Ya da tam tersi karşımızdakilerin kayıtsızlığından çaresizliğe düşüyoruz. Gelin iş dünyasından bir örnek duruma bakalım. Eco-Business’ta Mayıs ayında yayınlanan bir habere göre şirketlerde CSO’lar, yani sürdürülebilirlik konusundan sorumlu en tepe yöneticiler işlerinin sürdürülebilir olmadığını düşünmeye başlamış. Bir nevi tükenmişlik sendromu yaşıyorlar. Çünkü bu konu üstünde çalışan yöneticilere patronlar yeterli zaman, dikkat ve kaynak ayırmıyor. Sürdürülebilirlik konusunda liderliğe soyunan ve gerçekten fark yaratabilecek donanımdaki bir insanın tükenmişlikle yüz yüze geldiğinde ahlaken muğlak bir alana girdiğini hayal etmek zor değil.
Kolay cevaplar, hazır çözümler yok. Bu yokluğu belki de en derinden hisseden yazarlardan Nobel ödüllü Kazuo Ishiguro’yu okumanın tam zamanı.

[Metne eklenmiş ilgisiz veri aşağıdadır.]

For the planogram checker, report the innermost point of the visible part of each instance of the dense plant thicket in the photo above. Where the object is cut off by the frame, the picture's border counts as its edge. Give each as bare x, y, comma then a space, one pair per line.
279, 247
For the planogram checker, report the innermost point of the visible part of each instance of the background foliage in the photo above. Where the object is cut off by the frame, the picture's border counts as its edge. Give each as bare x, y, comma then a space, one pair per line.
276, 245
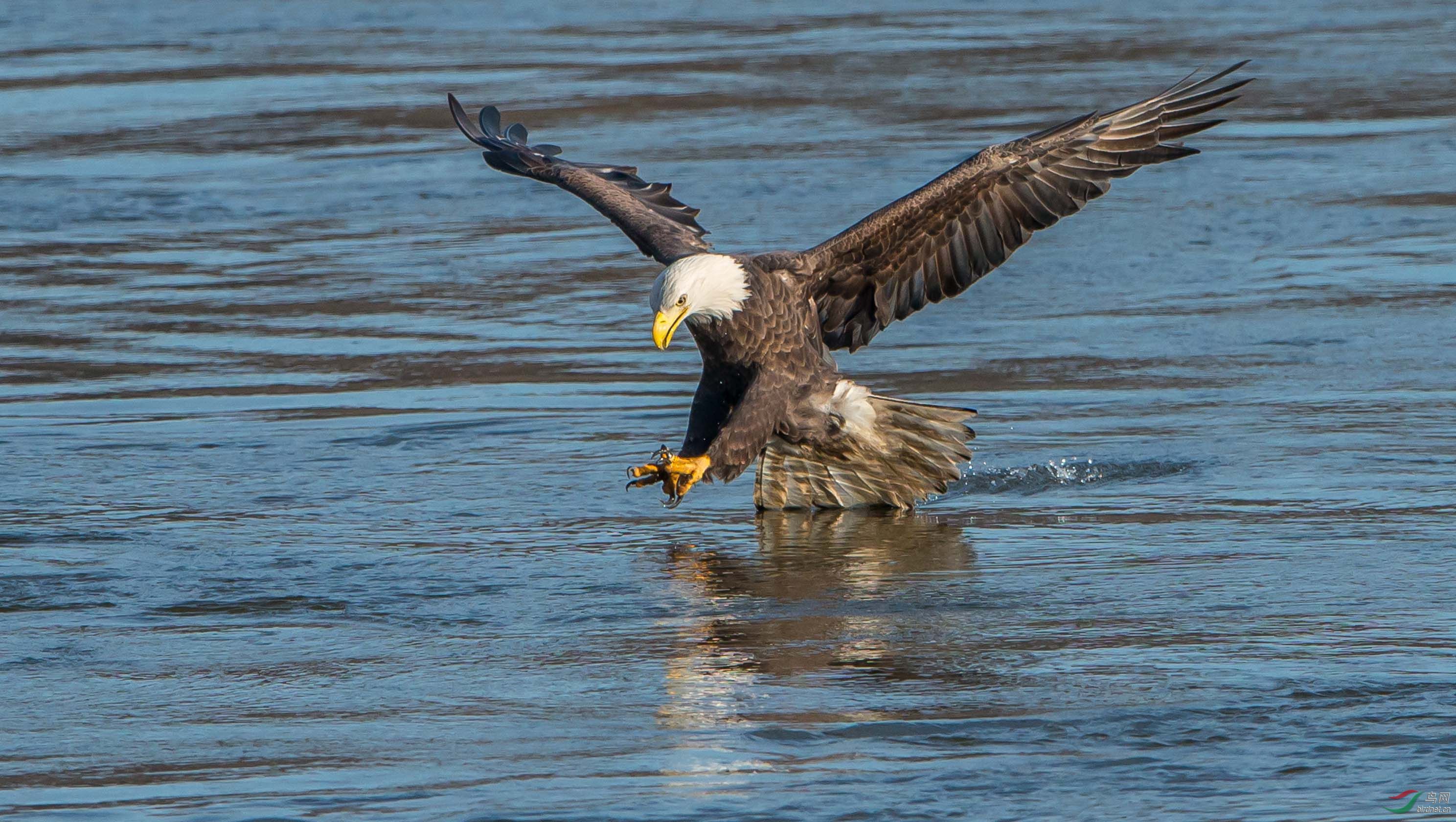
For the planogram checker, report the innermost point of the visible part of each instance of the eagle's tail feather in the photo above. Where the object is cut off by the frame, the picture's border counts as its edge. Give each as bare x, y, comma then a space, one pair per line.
896, 457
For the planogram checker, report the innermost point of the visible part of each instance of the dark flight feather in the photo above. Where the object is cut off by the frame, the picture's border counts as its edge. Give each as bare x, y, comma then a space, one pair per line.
661, 228
938, 241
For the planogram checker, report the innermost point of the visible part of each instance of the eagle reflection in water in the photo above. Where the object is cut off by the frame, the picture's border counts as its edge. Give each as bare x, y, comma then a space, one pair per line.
829, 593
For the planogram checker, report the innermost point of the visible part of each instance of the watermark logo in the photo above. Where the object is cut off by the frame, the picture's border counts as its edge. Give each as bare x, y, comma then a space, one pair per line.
1430, 802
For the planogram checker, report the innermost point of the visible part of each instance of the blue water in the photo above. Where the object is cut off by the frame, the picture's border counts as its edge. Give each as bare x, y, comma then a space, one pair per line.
314, 428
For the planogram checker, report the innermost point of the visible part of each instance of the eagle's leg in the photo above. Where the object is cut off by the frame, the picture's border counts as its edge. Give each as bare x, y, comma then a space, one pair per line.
676, 473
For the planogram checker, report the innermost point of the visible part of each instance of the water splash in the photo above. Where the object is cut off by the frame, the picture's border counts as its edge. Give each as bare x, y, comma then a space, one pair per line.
1066, 472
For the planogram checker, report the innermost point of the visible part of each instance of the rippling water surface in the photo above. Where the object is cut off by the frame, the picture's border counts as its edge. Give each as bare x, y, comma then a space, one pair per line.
314, 428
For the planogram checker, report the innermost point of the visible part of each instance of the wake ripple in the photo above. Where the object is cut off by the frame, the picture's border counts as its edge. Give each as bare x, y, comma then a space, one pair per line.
1058, 473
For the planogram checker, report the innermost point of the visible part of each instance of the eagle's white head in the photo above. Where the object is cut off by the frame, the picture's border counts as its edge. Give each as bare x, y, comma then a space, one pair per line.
701, 286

Değişen Dünyada Bir Sanatçı
Nedense Ishiguro’nun bu romanı diğerleri kadar ünlü değil. Ama bence bir mücevher. Romanla ilgili Ishiguro şunları söylemiş: “Bu roman İkinci Dünya Savaşı’ndan önceki ve sonraki Japonya’da geçse de romanda yaşadığım dönemin İngiltere’sinin etkisi çok: İnsanların üstündeki politik taraf olma baskısı, katı kesinlikler, sinsi saldırganlıklar, politik değişim dönemlerinde sanatçının rolü üzerine kafa yormalar… Kişisel olarak bense o dönemde gündelik dogmatik görüşlerin dışına çıkmanın zorluğunu idrak ediyordum. Ayrıca insanın tüm iyi niyetine rağmen, yanlış, utanç verici hatta kötücül tarafı desteklemiş olduğunu, hatta en güzel çağlarını ve yeteneklerini bu uğurda boşa harcadığını zamanın ve tarihin gösterebileceğinden korkuyordum.”
Beni Asla Bırakma
Kitabı henüz okumamış şanslı okuyucular için fazla bilgi vererek onları bekleyen muhteşem deneyimi bozmak istemiyorum. İnsanlığın kendi refahı için görmezden geldiği kötülükler bir yandan, büyümek, aşık olmak, sevişmek gibi insanı insan yapan her şeyin güzelliği diğer yandan… Nasıl aynı varlık hem bu kadar iyi hem bu kadar kötü olabiliyor? Acaba bunu anlamadan geçip gidecek miyiz bu dünyadan? Gerçek bir başyapıt. Margaret Atwood’un da favori Ishiguro romanı buymuş.
Klara ve Güneş
Ishiguro’nun baş kahramanı bir android olan son romanı usanmadan soruyor: İnsan olmak ne demek? Android Klara gözlemlerini tarafsızca aktarırken onun gözünden bakarak, biz de insanlığımızı, tüm ahlaki muğlaklığıyla, yeni baştan görüyoruz. Roman inanmaya olan ihtiyacımız ve din üzerine beni çok düşündürdü.
Muğlak olmayan bir husus var: O da Ishiguro ile aynı çağda yaşadığımız için şanslı olduğumuz.